- Resurgent USD demand and falling German yields add to the weight on EUR/USD.
- Draghi makes no comments on the monetary policy, focus shifts to the US PPI.
EUR/USD failed once again at higher levels and reversed nearly 30-pips to test the demand zone near the 1.1700 levels, as the US dollar catches fresh bids against its major rivals heading towards the US PPI release.
The risk-off sentiment seen in the European markets amid escalating US-China trade tensions prompt investors to seek safety in the world’s reserve currency, the US dollar.
More so, the sell-off in the 10-year German yields also weighed negatively on the common currency. The 10-year German bond yields drop -6% below the 0.30 level.
Also, the EUR bulls were disappointed, as the European Central Bank (ECB) President Draghi failed to touch upon the bank’s monetary policy program in his speech at the 9th ECB Statistic Conference.

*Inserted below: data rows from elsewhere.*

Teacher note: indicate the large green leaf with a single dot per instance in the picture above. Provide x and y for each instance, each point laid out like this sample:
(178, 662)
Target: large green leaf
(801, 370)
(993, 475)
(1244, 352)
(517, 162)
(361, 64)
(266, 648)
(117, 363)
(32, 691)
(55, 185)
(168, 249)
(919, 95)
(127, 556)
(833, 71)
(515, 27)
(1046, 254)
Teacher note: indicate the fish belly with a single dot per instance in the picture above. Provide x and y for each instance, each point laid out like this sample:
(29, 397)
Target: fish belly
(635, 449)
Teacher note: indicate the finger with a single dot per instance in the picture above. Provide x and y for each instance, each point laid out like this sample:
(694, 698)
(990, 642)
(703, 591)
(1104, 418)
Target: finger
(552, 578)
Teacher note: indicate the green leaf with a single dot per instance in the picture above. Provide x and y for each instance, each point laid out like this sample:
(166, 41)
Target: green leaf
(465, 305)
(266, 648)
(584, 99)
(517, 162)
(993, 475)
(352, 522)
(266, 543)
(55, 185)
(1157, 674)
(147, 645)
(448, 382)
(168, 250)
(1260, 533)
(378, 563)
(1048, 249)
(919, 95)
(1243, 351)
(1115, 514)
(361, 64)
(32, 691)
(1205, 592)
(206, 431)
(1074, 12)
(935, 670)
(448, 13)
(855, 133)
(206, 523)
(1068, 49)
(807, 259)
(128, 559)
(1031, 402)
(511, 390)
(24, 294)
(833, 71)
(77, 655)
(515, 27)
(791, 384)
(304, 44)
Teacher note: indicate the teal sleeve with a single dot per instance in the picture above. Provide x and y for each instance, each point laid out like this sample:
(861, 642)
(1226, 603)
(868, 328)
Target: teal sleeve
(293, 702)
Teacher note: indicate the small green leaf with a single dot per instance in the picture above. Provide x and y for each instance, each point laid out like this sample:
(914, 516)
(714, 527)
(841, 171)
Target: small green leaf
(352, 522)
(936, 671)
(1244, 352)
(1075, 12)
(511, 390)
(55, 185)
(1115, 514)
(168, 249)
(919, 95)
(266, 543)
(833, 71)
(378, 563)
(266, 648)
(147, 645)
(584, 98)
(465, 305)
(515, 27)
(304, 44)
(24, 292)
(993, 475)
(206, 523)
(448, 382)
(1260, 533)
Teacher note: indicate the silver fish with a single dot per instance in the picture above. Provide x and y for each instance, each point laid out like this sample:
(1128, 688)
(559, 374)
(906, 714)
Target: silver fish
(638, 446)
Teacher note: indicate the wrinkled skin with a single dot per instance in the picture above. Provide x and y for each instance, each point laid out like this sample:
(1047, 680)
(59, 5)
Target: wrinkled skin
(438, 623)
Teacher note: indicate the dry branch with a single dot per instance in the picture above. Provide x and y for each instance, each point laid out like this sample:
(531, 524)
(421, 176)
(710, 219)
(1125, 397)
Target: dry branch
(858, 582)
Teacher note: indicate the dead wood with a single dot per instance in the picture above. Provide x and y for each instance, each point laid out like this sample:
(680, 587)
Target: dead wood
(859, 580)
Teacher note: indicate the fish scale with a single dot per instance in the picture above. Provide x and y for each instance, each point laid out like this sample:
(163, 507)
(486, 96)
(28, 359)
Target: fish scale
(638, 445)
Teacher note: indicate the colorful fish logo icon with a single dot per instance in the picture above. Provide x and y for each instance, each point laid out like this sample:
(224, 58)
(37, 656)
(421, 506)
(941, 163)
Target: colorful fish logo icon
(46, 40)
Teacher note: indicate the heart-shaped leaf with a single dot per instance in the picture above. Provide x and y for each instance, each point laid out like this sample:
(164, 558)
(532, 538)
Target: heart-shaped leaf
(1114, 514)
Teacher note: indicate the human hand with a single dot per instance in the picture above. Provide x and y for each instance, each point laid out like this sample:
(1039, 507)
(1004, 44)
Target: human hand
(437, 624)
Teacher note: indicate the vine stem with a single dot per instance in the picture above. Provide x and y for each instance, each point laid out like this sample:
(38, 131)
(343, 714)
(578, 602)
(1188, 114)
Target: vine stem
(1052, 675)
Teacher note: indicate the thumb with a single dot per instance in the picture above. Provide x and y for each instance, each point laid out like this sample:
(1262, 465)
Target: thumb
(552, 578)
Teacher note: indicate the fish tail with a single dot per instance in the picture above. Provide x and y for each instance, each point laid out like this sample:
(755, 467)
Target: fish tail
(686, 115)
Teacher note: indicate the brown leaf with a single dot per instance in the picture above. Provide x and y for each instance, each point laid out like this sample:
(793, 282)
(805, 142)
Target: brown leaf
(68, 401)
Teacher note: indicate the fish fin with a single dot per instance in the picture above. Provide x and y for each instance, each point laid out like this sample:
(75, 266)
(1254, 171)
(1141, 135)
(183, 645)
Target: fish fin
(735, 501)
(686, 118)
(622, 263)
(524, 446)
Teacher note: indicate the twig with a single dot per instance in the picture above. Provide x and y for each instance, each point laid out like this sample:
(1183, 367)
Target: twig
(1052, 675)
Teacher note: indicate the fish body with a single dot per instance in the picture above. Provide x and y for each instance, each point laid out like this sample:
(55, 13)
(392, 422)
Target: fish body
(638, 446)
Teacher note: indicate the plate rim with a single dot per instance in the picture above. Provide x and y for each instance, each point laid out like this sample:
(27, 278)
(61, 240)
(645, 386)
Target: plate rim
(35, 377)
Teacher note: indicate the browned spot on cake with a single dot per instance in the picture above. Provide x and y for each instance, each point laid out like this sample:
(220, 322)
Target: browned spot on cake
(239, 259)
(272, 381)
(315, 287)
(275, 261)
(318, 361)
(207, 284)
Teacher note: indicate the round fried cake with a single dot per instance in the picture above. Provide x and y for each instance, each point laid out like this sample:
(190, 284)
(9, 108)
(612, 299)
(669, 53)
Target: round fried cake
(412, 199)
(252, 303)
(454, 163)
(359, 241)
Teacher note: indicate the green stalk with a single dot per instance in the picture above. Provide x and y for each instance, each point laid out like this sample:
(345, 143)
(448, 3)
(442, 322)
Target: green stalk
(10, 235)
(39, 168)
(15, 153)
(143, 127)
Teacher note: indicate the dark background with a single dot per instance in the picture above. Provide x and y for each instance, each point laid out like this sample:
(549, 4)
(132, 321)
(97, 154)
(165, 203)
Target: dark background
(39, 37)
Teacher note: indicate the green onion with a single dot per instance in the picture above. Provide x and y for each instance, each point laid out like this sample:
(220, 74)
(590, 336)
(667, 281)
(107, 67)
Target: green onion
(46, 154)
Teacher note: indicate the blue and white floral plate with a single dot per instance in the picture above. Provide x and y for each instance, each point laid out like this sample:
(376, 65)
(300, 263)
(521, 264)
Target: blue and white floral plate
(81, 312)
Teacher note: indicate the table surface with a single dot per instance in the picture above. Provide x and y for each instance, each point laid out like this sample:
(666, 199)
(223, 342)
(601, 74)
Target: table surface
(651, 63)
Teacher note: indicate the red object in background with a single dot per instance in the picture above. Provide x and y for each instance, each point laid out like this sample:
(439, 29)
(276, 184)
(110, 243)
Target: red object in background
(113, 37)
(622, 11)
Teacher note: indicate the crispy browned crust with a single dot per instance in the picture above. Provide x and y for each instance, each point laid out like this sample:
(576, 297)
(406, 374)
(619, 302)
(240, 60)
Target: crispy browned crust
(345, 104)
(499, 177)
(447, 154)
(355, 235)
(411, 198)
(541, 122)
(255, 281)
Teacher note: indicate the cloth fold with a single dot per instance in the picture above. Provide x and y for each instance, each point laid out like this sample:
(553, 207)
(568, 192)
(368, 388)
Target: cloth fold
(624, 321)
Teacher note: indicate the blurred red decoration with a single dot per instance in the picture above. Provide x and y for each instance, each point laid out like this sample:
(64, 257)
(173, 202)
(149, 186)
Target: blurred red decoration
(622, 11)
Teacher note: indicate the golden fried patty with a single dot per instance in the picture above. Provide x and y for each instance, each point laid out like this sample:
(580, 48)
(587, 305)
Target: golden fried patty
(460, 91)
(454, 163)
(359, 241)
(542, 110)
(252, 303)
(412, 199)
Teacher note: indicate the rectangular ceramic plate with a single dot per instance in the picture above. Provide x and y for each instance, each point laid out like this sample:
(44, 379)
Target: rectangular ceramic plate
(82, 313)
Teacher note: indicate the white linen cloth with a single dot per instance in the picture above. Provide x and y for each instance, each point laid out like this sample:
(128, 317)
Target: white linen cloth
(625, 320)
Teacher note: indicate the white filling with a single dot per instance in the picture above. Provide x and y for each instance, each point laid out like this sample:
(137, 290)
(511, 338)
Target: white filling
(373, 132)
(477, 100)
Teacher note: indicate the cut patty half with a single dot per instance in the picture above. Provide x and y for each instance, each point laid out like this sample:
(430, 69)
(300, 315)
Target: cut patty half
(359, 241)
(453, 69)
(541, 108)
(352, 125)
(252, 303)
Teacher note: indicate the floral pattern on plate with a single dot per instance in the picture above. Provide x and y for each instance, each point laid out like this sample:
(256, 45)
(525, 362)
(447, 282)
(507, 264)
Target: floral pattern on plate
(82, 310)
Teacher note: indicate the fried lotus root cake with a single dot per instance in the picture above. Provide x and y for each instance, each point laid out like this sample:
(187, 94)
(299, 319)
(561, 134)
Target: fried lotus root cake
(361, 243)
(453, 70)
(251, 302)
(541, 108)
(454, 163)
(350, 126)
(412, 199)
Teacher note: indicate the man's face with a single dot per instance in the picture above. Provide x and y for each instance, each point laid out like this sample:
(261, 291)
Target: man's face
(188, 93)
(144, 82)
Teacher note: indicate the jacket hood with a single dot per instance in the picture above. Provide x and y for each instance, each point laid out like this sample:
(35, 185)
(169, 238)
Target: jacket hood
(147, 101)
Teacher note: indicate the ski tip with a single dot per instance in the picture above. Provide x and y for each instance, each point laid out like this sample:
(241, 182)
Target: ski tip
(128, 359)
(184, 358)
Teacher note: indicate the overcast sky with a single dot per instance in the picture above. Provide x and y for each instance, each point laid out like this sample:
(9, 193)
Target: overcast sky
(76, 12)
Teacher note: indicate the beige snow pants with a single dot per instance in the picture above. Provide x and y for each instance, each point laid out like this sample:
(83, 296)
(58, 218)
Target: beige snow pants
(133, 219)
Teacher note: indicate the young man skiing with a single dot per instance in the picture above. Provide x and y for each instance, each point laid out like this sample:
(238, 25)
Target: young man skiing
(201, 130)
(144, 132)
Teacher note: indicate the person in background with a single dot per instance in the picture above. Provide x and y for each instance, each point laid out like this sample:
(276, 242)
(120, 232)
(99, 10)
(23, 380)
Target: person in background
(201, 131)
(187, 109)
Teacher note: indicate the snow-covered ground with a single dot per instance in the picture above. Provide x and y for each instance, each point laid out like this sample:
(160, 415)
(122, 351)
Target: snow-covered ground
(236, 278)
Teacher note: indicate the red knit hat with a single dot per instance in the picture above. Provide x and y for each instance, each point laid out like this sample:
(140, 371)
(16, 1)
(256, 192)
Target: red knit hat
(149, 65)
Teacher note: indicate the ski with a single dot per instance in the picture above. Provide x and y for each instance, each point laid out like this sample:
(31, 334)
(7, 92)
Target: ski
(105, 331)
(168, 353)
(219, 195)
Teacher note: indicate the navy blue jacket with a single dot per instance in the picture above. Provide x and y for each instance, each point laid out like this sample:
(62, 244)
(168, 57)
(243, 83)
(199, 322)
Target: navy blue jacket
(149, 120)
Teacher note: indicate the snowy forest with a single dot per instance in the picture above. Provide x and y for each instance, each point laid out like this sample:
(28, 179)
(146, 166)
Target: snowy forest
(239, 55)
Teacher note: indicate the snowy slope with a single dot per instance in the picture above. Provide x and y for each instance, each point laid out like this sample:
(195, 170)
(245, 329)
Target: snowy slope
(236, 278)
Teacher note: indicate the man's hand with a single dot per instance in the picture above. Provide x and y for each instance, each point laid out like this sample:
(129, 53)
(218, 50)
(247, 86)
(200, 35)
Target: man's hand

Attention now turns towards the US PPI release for fresh trading opportunities in the spot, as Thursday’s ECB June meeting minutes and US CPI report are eagerly awaited.
EUR/USD Technical Levels
Slobodan Drvenica at Windsor Brokers, noted: “Falling 55SMA (currently at 1.1758) continues to cap for the third straight day and sustained break higher is needed to generate bullish signal and turn near-term focus higher. Daily cloud base (1.1713) holds today’s action for now and marks initial support, while stronger bearish signal could be expected on break below Tuesday’s low at 1.1690, reinforced by 10/30SMA bull-cross. Mixed configuration of daily MA’s supports sideways mode for now, but south-heading slow stochastic and momentum maintain pressure. Look for direction signal on break of either side. Res: 1.1746; 1.1758; 1.1790; 1.1840. Sup: 1.1713; 1.1690; 1.1658; 1.1658.”